1 Coastal wildlife wardens are monitoring populations of herring gulls. Herring gulls usually lay 3 eggs per nest and the wardens wish to model the number of eggs per nest that hatch. They assume that the situation can be modelled by the binomial distribution \(\mathrm { B } ( 3 , p )\) where \(p\) is the probability that an egg hatches. A random sample of 80 nests each containing 3 eggs has been observed with the following results.

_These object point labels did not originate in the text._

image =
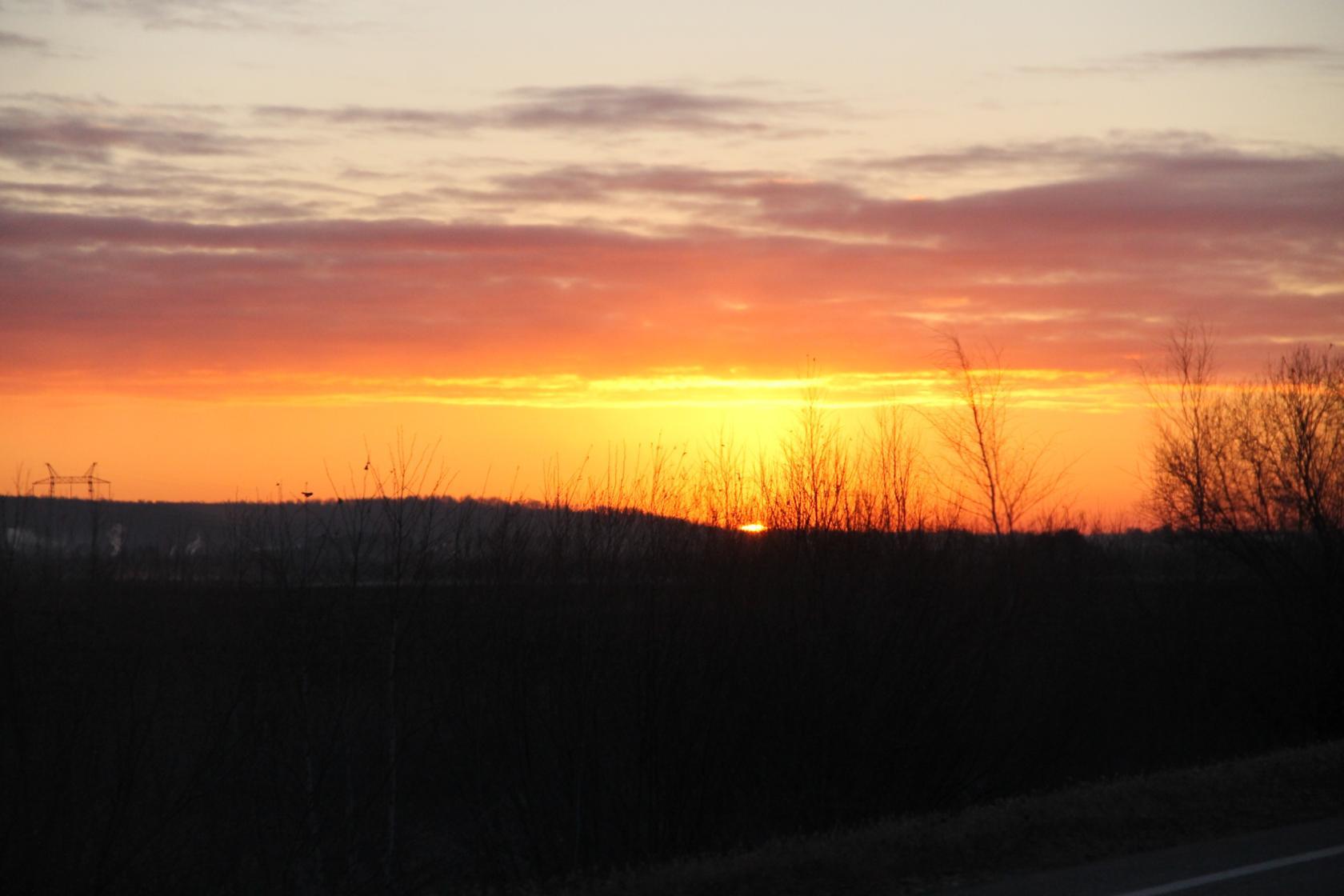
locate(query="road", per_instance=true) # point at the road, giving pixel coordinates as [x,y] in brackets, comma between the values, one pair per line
[1302,860]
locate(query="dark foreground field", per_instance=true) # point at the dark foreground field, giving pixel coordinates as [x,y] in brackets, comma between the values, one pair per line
[450,696]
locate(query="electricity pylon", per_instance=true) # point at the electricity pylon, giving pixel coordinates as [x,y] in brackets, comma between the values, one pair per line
[88,478]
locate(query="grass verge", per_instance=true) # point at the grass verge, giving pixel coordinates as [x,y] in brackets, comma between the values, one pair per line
[928,854]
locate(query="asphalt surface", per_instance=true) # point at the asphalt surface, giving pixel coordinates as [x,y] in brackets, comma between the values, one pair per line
[1302,860]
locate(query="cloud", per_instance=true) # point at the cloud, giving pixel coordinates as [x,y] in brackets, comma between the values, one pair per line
[616,108]
[588,108]
[215,15]
[374,118]
[1203,57]
[11,42]
[1118,150]
[94,132]
[1085,272]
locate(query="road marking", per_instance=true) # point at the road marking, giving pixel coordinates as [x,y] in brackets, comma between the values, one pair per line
[1191,883]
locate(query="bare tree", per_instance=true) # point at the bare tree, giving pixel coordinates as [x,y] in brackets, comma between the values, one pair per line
[995,472]
[1188,482]
[894,473]
[816,469]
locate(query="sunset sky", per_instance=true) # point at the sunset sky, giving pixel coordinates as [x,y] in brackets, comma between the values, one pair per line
[242,239]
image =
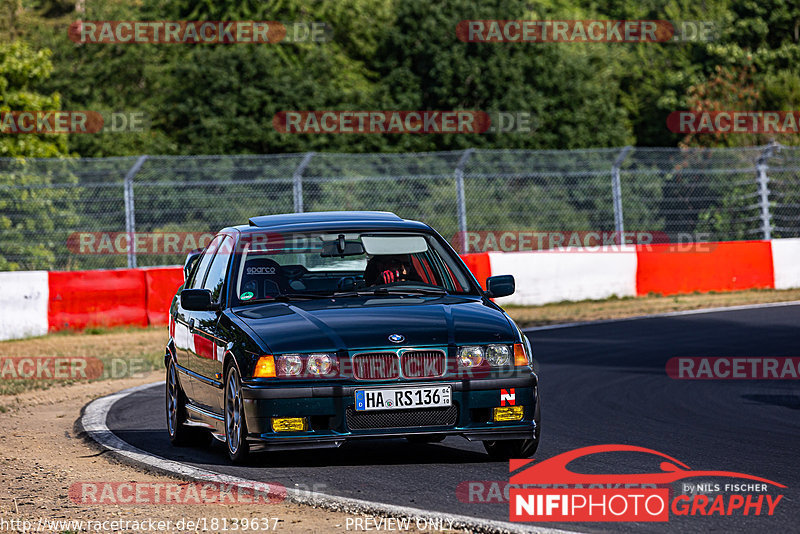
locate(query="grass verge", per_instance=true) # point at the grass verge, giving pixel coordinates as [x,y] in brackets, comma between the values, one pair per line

| Number of eggs hatched | 0 | 1 | 2 | 3 |
| Number of nests | 7 | 23 | 29 | 21 |
- Initially it is assumed that the value of \(p\) is \(\frac { 1 } { 2 }\). Test at the \(5 \%\) level of significance whether it is reasonable to suppose that the model applies with \(p = \frac { 1 } { 2 }\).

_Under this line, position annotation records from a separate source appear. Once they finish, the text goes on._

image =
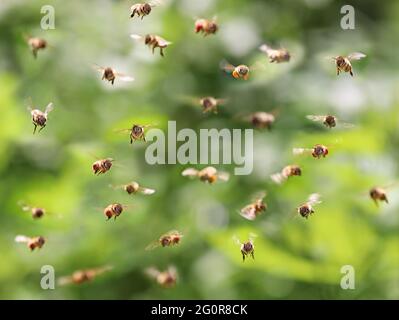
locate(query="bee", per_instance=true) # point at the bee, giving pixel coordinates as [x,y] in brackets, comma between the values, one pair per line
[275,55]
[317,151]
[329,121]
[166,279]
[306,209]
[206,26]
[168,239]
[254,209]
[247,248]
[111,74]
[343,63]
[102,166]
[39,118]
[36,44]
[137,132]
[153,41]
[142,9]
[36,212]
[238,72]
[288,171]
[114,210]
[32,243]
[82,276]
[133,188]
[208,174]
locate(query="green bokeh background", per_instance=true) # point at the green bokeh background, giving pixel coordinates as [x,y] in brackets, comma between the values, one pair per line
[295,258]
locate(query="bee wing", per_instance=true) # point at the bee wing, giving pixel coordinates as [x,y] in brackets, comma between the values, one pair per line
[21,238]
[299,151]
[223,176]
[356,56]
[248,212]
[136,37]
[146,191]
[315,118]
[314,198]
[124,77]
[226,66]
[49,108]
[190,172]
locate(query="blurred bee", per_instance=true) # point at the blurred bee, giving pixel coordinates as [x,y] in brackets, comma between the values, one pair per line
[329,121]
[208,104]
[275,55]
[114,210]
[153,41]
[208,174]
[32,243]
[136,132]
[317,151]
[206,26]
[251,211]
[306,209]
[166,279]
[110,74]
[82,276]
[248,247]
[238,72]
[36,44]
[168,239]
[288,171]
[102,166]
[36,212]
[39,118]
[343,63]
[133,188]
[143,9]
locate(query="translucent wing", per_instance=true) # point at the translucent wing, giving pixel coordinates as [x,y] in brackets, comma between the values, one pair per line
[315,118]
[356,56]
[21,239]
[190,172]
[314,198]
[49,108]
[146,191]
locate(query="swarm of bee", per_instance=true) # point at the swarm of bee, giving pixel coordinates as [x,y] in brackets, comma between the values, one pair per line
[153,41]
[83,276]
[208,174]
[166,279]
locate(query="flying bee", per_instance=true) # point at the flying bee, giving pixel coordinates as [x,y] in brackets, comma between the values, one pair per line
[166,279]
[134,188]
[306,209]
[275,55]
[343,63]
[136,132]
[111,74]
[82,276]
[143,9]
[247,248]
[168,239]
[206,26]
[114,210]
[317,151]
[39,118]
[251,211]
[329,121]
[32,243]
[36,44]
[36,212]
[208,174]
[153,41]
[102,166]
[288,171]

- The model is refined by estimating \(p\) from the data. Find the mean of the observed data and hence an estimate of \(p\).
- Using the estimated value of \(p\), the value of the test statistic \(X ^ { 2 }\) turns out to be 2.3857 . Is it reasonable to suppose, at the \(5 \%\) level of significance, that this refined model applies?
- Discuss the reasons for the different outcomes of the tests in parts (i) and (iii).